Smith has signalled its intention of surrendering to a foreign strike and First National Finance Corporation has said yes to Abbey National although there is persistent talk of another offer.

Zeneca, the drugs group, had another excited session climbing 27p to 1,157p. The shares have advanced more than 300p this year. Roche, the Swiss group, was again the name in the frame with a 1,450p bid on Monday the hot tip. Some, however, detected a possible Japanese interest.

In the current heady atmosphere even PowerGen, the generating giant, was caught up in the speculation with Hanson, which did attempt to buy the company before it was privatised, the name in the frame.

The market expects a big Hanson assault; but then it has been awaiting such a development since the bid for the Imperial Group in 1986. Since then there have been a few deals overseas and relatively mundane strikes at home. The regional electricity companies were on tenterhooks with Hanson (of course) and Trafalgar House the favourites to strike.

South Western, resisting a bid from Southern Co, a US group, shaded to 935p. There was talk of US arbitrageurs paying 937p.

Wm Morrison put on another 6p to 170p on the story Asda is looking to strike. Asda fell 2.75p to 94.25p.

Vaux, the brewer and hotelier, jumped 10p to 267p on stories it planned a significant hotel deal. There were even suggestions it could be forging a link with Jarvis Hotels, which is on its way to market.

Lucas Industries fell 9p to 191p as a number of analysts made cautious noises. House of Fraser lost 6p to 139p with one investment house, thought to be Morgan Stanley, trimming its profit estimates.

The rail strike produced a little demand for bus companies and even Eurotunnel, with EuroStar still running, added 1p to 196p. But worries of lost revenue lowered Photo-Me, running station photo booths, 11p to 194p.

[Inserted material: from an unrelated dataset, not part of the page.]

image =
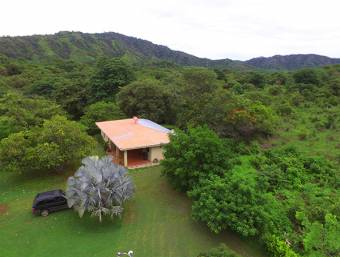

Meggitt, the aerospace group was little changed at 77p. The shares could fall on Monday. After the market closed TT, the acquisitive electronic and packaging group, said it had sold its 4.3 per cent. There had been hopes of a TT bid.

The TransTec engineering group firmed to 94p as Greig Middleton, the stockbroker, forecast a swing back to profits this year. It expects pounds 6.5m with pounds 9.5m next year. Richard Carr, ex-Warburg, ex-Tomkins, moved in last year to restore the troubled group.

HP Bulmer, the cider maker, held at 454p. Stockbroker James Capel has sold its 5.4 per cent which it is thought to have acquired from Whitbread. Capel probably dribbled the shares onto the market, making a modest turn in the process.


rGreat Universal Stores' cash pile has intrigued the market for years and this week's results, illustrating reserves of more than pounds 1bn, have increased the speculation. Signet, the jewellery chain that used to be called Ratners, has now emerged as the market's favourite target. It has fixed up a new deal with its bankers and is back in profit Another long-rumoured possibility is Next, the retail group.GUS fell 5p to 608p; Signet rose 1p to 14.5p and Next was unchanged at 374.5p.

rWelpac, the troubled hardware products group, has duly collected a bid, sending its shares crashing 4.5p to 1.5p. RAP, off 2p at 148p, is offering pounds 460,000 for the company in a share exchange. The deal values Welpac at 1.15p a share. In its last year it lost pounds 7.3m.